Log.Information("Starting");

await Parallel.ForEachAsync(numbers, async (number, token) =>
{
    await DoSomething(number);
    
    Log.Information($"Completed {number}");
});

It is very similar to Parallel.ForEach, with two key differences:

  1. You must provide a CancellationToken to the invocation. You don’t have to use it, but you must provide it.
  2. If you do not specify otherwise, the invocation will use the number of processors (what is returned by Environment.ProcessorCount) to determine the batch size.

The code above, when run, should print the following:

[11:48:06 INF] Starting
[11:48:11 INF] Completed 7
[11:48:11 INF] Completed 6
[11:48:11 INF] Completed 4
[11:48:11 INF] Completed 1
[11:48:11 INF] Completed 5
[11:48:11 INF] Completed 2
[11:48:11 INF] Completed 0
[11:48:11 INF] Completed 3
[11:48:16 INF] Completed 8
[11:48:16 INF] Completed 15
[11:48:16 INF] Completed 11
[11:48:16 INF] Completed 14
[11:48:16 INF] Completed 9
[11:48:16 INF] Completed 13
[11:48:16 INF] Completed 12
[11:48:16 INF] Completed 10
[11:48:21 INF] Completed 21
[11:48:21 INF] Completed 20
[11:48:21 INF] Completed 17
[11:48:21 INF] Completed 19
[11:48:21 INF] Completed 22
[11:48:21 INF] Completed 23
[11:48:21 INF] Completed 18
[11:48:21 INF] Completed 16
[11:48:26 INF] Completed 26
[11:48:26 INF] Completed 28
[11:48:26 INF] Completed 27
[11:48:26 INF] Completed 29
[11:48:26 INF] Completed 24
[11:48:26 INF] Completed 25

Note that every 5 seconds, a 8 numbers are processed. This is because my machine has 8 cores.

If you want to control this, you can do it by providing a ParallelOptions parameter to your invocation.

var options = new ParallelOptions()
{
    // Use a batch size of 5
    MaxDegreeOfParallelism = 5
};

// Invoke with our custom partitioning
await Parallel.ForEachAsync(numbers, options, async (number, token) =>
{
    await DoSomething(number);
    
    Log.Information($"Completed {number}");
});

This should return the following:

[12:06:58 INF] Starting
[12:07:03 INF] Completed 1
[12:07:03 INF] Completed 4
[12:07:03 INF] Completed 0
[12:07:03 INF] Completed 3
[12:07:03 INF] Completed 2
[12:07:08 INF] Completed 6
[12:07:08 INF] Completed 7
[12:07:08 INF] Completed 8
[12:07:08 INF] Completed 5
[12:07:08 INF] Completed 9
[12:07:13 INF] Completed 13
[12:07:13 INF] Completed 11
[12:07:13 INF] Completed 14
[12:07:13 INF] Completed 12
[12:07:13 INF] Completed 10
[12:07:18 INF] Completed 18
[12:07:18 INF] Completed 16
[12:07:18 INF] Completed 19
[12:07:18 INF] Completed 17
[12:07:18 INF] Completed 15
[12:07:23 INF] Completed 20
[12:07:23 INF] Completed 21
[12:07:23 INF] Completed 22
[12:07:23 INF] Completed 24
[12:07:23 INF] Completed 23
[12:07:28 INF] Completed 28
[12:07:28 INF] Completed 25
[12:07:28 INF] Completed 29
[12:07:28 INF] Completed 27
[12:07:28 INF] Completed 26

Note here that the numbers are still processed every 5 seconds, but the processing is grouped into batches of 5.
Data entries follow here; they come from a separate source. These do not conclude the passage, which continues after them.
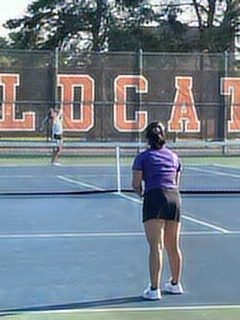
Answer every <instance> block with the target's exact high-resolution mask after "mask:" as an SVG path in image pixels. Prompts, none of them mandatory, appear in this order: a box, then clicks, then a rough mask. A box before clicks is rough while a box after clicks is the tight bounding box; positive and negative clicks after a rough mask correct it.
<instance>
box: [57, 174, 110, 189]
mask: <svg viewBox="0 0 240 320" xmlns="http://www.w3.org/2000/svg"><path fill="white" fill-rule="evenodd" d="M57 178H58V179H60V180H63V181H65V182H69V183H71V184H76V185H79V186H82V187H87V188H91V189H93V190H99V191H105V189H103V188H101V187H98V186H95V185H93V184H89V183H85V182H81V181H78V180H74V179H71V178H68V177H65V176H62V175H58V176H57Z"/></svg>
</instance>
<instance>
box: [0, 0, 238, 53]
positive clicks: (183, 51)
mask: <svg viewBox="0 0 240 320" xmlns="http://www.w3.org/2000/svg"><path fill="white" fill-rule="evenodd" d="M159 3H160V4H161V5H159V6H154V5H152V4H151V0H148V1H147V0H131V1H130V0H111V1H110V0H72V1H66V0H35V1H34V2H33V3H32V4H30V5H29V6H28V11H27V14H26V15H25V16H23V17H22V18H21V19H11V20H9V21H7V23H6V27H7V28H8V29H9V30H10V31H11V33H10V41H11V47H12V48H17V49H54V48H56V47H58V48H60V49H61V50H62V51H64V52H69V53H70V54H71V55H73V54H79V53H81V52H91V51H98V52H102V51H106V50H109V51H135V50H136V49H138V48H139V47H141V48H142V49H143V50H144V51H178V52H179V51H182V52H184V51H202V50H206V49H207V50H208V51H210V52H222V51H224V50H229V49H230V50H231V49H232V46H233V39H234V32H235V28H236V23H237V21H238V17H239V16H240V8H239V0H216V1H212V0H207V1H206V2H204V4H203V2H201V1H197V0H192V1H190V2H189V8H190V7H192V12H193V13H194V14H195V21H198V26H195V28H190V27H189V26H187V25H186V24H184V23H183V22H180V18H181V14H182V12H183V11H184V10H186V6H182V5H181V4H179V5H176V4H175V3H174V1H173V2H172V3H171V2H164V1H160V2H159ZM166 3H167V4H166ZM221 4H225V6H222V8H223V9H222V10H220V11H219V10H217V5H221ZM194 29H195V30H194ZM196 30H197V33H196V32H195V31H196ZM191 34H192V35H194V36H192V35H191ZM189 39H190V40H189ZM2 45H3V46H5V45H7V43H2ZM0 46H1V43H0Z"/></svg>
You can use the CancellationToken token to control the cancellation should you need to cancel the processing.

Parallel.ForEachAsync thus offers benefits over Parallel.ForEach as it allows you to control the parallelism of the processing and retrieval of the results.

Thoughts

Parallel.ForEachAsync makes it easier for code that needs to run in parallel to be batched and executed with the results being periodically collected.

TDLR

Parallel.ForEachAsync provides a simple API to partition and batch asynchronous operations.

This is Day 24 of the 30 Days Of .NET 6 where every day I will attempt to explain one new / improved thing in the upcoming release of .NET 6.